The point ultimately is that our spouses will go through this in their own way and so will we. What becomes of us is going to revolve to some degree around our basic nature and while transformations happen, it's more likely this is something that gets chipped away at over time.
Whether we are conciously aware or care to admit, we see ourselves in a certain way. That may or may not be that close to the way we are. My sister is an example here. She sees herself as helping and giving; but, most people would use the word 'controlling'.
Not everyone is being polite when they deflect praise. They may not be able to conceive that inside themselves. And while a good mind spends part of it's time reflecting on different viewpoints, it would never be certain in any of them because it would know that part of ourselves is hidden from ourselves in the sense that it is below the concious level and no person ever sees all 52 cards. Part is always guesswork for which we invent many explanations.
We can't stop envy or any of the other experiences this disease forces us through. What would be good is if we could learn more about ourselves and find points of empowerment from that. We're going to need it both during and especially 'afterwards'. That's where I and my good friend who has walked this journey with me disagree. He thinks I won't get out of bed 'afterwards', and I think I'm going to be fabulous. One of us is wrong.

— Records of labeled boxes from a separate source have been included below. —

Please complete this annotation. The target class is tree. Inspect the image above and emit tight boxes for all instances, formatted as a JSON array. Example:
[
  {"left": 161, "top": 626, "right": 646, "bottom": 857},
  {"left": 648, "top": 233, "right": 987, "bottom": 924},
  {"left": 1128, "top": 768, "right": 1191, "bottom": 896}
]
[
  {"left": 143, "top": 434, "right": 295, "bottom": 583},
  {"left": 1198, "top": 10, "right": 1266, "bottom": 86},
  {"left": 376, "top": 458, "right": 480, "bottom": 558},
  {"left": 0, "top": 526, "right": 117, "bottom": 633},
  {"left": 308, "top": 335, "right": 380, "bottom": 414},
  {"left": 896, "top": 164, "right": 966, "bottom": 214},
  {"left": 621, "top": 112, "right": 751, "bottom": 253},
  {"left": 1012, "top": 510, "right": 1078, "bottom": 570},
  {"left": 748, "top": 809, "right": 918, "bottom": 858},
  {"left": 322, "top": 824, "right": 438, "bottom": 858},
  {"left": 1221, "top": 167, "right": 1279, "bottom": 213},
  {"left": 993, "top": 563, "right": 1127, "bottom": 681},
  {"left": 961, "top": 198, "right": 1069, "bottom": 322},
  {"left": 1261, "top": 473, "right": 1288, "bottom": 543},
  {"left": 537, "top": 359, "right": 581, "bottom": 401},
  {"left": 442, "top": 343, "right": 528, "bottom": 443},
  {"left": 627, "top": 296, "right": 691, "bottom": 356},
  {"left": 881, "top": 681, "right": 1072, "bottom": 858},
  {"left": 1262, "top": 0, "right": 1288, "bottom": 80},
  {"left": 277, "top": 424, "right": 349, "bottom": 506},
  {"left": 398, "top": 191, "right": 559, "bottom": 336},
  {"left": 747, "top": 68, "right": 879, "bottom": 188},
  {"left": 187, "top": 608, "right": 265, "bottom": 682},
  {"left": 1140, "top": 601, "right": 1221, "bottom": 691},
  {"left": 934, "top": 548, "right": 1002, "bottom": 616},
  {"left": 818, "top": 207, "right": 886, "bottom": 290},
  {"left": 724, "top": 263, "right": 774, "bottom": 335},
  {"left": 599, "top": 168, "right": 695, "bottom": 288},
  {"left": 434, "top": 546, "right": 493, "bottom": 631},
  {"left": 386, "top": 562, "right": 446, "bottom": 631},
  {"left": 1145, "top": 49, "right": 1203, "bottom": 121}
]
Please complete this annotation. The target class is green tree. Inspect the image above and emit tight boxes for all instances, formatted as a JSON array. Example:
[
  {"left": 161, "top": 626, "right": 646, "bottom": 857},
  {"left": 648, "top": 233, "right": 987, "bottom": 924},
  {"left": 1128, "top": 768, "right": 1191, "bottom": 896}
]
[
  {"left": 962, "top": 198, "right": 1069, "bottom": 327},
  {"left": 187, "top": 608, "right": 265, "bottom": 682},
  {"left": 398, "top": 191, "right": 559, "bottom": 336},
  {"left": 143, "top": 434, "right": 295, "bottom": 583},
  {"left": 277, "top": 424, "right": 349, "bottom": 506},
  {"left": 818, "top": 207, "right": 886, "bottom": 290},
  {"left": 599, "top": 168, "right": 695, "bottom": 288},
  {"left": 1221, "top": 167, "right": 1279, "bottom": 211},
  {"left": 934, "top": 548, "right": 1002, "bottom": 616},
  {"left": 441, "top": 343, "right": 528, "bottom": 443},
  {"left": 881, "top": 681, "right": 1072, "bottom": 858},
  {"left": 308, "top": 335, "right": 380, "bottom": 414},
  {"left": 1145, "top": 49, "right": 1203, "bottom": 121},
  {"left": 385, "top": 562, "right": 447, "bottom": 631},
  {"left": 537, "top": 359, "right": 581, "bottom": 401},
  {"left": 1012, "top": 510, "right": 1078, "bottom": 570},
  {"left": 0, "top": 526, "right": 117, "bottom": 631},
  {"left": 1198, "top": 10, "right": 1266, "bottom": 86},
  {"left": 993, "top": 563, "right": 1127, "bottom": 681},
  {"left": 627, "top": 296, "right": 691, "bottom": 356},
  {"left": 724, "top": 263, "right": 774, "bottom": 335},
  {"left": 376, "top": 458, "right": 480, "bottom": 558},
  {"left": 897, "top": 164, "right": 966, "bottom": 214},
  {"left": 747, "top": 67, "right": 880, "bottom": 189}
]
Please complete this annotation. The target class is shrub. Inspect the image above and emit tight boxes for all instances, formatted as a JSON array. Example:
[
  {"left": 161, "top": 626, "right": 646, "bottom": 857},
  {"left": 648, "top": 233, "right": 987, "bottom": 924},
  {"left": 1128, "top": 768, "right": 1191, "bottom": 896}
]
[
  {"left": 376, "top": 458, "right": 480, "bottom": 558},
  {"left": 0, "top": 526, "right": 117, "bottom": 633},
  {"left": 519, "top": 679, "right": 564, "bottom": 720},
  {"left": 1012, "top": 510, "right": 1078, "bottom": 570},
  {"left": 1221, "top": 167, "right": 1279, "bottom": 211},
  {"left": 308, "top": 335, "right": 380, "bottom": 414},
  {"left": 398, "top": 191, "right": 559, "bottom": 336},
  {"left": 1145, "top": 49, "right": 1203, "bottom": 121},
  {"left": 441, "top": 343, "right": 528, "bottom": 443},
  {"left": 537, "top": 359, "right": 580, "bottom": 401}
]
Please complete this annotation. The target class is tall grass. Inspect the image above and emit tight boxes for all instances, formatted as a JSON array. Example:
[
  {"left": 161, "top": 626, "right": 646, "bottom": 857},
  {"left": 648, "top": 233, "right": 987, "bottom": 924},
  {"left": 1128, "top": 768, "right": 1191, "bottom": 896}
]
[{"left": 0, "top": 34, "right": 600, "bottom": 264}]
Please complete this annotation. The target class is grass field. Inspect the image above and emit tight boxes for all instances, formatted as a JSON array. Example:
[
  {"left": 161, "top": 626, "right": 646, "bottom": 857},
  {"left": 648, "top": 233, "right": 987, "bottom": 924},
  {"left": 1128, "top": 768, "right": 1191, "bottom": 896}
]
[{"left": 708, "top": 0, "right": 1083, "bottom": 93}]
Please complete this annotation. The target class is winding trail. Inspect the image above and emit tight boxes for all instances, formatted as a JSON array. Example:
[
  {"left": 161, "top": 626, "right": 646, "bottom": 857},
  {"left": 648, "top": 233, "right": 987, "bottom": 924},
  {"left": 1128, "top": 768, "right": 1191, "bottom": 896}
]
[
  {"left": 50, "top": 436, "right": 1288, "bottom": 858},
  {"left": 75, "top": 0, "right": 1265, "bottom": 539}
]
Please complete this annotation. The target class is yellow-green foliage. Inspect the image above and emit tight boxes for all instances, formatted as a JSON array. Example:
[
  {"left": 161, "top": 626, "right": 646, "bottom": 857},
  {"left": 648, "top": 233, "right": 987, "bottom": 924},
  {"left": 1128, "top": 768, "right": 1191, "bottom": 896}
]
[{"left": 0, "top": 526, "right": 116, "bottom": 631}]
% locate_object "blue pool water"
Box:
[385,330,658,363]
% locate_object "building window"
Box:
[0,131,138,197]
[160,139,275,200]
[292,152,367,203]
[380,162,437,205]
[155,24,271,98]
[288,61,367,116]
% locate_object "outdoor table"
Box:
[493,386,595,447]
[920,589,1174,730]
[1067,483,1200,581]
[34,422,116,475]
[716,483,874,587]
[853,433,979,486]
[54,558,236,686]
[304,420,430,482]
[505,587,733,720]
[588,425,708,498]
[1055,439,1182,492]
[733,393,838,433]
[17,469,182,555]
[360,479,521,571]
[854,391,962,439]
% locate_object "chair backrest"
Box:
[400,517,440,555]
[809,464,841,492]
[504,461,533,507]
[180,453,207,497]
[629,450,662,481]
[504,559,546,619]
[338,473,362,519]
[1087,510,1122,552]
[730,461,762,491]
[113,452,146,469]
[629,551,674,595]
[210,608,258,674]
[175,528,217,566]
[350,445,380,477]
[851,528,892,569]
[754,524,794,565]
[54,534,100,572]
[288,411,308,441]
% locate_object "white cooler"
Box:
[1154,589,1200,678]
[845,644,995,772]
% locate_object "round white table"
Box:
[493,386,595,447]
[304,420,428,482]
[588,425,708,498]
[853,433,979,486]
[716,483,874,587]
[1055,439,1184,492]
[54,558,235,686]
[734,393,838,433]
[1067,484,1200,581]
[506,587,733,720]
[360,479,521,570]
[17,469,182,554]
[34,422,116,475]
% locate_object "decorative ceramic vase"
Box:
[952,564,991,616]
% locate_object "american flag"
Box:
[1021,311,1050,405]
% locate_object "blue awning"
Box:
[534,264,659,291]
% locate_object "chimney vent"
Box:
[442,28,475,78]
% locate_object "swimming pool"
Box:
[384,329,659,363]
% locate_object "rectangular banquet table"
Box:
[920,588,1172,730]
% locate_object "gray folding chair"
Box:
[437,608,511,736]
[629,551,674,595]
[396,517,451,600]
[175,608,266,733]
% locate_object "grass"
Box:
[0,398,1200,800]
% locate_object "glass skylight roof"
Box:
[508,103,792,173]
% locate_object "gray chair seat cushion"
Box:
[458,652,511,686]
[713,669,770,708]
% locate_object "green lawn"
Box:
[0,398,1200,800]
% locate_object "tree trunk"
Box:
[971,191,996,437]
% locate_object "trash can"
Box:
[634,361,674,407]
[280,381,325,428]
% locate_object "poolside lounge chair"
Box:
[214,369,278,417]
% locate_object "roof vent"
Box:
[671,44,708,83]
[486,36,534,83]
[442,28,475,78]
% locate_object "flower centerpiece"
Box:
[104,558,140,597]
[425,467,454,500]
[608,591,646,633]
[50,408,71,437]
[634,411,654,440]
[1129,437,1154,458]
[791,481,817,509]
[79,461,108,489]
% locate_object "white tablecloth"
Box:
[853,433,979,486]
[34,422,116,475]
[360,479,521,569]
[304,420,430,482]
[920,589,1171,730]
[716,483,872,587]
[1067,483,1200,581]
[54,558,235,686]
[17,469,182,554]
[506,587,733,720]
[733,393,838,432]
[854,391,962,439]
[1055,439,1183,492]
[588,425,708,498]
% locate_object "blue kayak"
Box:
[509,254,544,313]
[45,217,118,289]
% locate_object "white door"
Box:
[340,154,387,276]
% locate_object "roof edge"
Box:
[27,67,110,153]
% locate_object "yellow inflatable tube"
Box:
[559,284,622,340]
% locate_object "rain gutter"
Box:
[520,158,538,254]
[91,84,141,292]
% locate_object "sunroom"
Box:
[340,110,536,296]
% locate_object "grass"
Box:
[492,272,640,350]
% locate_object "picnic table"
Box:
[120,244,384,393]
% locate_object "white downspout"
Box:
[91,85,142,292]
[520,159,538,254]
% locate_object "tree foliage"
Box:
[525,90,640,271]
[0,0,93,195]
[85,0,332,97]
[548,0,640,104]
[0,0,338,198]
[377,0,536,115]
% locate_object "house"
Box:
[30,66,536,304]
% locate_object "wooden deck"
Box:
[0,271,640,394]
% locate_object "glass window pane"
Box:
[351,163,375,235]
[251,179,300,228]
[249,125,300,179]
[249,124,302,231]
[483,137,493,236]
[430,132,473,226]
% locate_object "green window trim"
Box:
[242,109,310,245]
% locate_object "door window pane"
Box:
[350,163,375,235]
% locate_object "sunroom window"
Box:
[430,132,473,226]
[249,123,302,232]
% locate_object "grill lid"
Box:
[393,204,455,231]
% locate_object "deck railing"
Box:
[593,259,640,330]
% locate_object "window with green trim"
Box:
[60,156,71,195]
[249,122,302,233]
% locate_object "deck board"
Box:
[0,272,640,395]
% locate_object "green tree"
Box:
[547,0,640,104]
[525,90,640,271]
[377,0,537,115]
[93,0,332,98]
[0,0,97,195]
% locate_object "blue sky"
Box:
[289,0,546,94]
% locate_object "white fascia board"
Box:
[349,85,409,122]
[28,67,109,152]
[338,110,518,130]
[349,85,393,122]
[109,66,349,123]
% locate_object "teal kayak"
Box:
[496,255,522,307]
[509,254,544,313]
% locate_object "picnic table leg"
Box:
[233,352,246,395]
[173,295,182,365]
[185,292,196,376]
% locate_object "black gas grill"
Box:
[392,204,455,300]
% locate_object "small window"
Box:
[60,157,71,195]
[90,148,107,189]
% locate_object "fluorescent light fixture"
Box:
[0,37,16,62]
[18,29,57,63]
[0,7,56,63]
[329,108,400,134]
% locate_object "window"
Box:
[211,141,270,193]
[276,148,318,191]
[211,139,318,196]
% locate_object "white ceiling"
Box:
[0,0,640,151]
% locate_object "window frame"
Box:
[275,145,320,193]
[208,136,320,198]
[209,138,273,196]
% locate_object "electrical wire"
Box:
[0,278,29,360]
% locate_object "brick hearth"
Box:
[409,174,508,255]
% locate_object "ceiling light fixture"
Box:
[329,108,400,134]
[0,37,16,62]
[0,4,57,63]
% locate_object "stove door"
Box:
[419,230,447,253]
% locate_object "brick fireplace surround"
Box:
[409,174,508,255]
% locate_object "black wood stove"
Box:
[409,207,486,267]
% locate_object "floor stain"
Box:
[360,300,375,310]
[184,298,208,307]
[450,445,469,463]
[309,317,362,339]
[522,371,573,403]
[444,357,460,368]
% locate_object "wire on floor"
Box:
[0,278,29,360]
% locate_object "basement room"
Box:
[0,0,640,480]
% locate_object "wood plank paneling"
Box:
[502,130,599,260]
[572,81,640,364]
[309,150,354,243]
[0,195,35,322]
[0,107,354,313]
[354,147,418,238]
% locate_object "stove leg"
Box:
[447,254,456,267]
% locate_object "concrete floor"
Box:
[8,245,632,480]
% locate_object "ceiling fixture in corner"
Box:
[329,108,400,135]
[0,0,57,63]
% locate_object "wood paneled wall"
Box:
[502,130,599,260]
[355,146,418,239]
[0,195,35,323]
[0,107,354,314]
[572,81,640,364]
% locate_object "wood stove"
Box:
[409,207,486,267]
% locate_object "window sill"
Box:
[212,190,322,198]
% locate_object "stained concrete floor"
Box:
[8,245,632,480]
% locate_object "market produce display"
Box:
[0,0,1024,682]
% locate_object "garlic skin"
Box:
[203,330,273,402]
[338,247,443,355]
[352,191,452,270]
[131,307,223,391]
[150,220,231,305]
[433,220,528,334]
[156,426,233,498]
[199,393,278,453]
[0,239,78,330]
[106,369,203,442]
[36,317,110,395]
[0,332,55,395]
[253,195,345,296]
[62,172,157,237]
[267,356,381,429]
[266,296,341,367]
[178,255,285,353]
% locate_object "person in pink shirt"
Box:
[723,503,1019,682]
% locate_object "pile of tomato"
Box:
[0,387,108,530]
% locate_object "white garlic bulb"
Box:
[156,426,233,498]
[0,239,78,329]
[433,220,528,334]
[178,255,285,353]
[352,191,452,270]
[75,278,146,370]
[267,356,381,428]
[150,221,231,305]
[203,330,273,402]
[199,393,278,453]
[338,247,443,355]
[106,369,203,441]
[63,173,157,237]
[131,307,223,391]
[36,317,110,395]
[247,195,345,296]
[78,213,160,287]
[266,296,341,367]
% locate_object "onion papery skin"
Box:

For the past two years, I had become quite envious of couples who were together doing things. For some reason, I seemed to also get annoyed at how they took each other for granted. In the past, I would never approach a stranger and make any comments, but now, I am finding that I approach many and have to let them know how precious they are to each other. I now beg them to hold hands, kiss in public, and demonstrate their love for one another. I also tell the ""MAN"" to open doors, gently guide his spouse, or help her sit, and to show that she is the most precious thing in the world. I just love to see an older couple just strolling and holding hands. It is a privilege that I lost early on, and wished so much to have again. If I hear a couple arguing about some trivial matter, I gently remind them that life and love is so precious and fleeting, and I remind them that if they can remember that love, then the very thing they argue about becomes so trivial and is quickly forgotten. I guess I am just a romantic old fool who misses and wishes for the past, and who misses the opportunities that were missed.
Thanks, Frank and Bluedaze, for affirming that I am not crazy. I often cannot help approaching couples and telling them to cherish their time together for it is so painful when it is gone. Tell my couples friends often and also strangers. While I did cherish our good times and we often spoke of how blessed we were to have found each other the second time around, it went too quickly and sometimes I do feel envy when I see silver haired couples enjoying their relationship. Now I try to cherish the different relationship we have.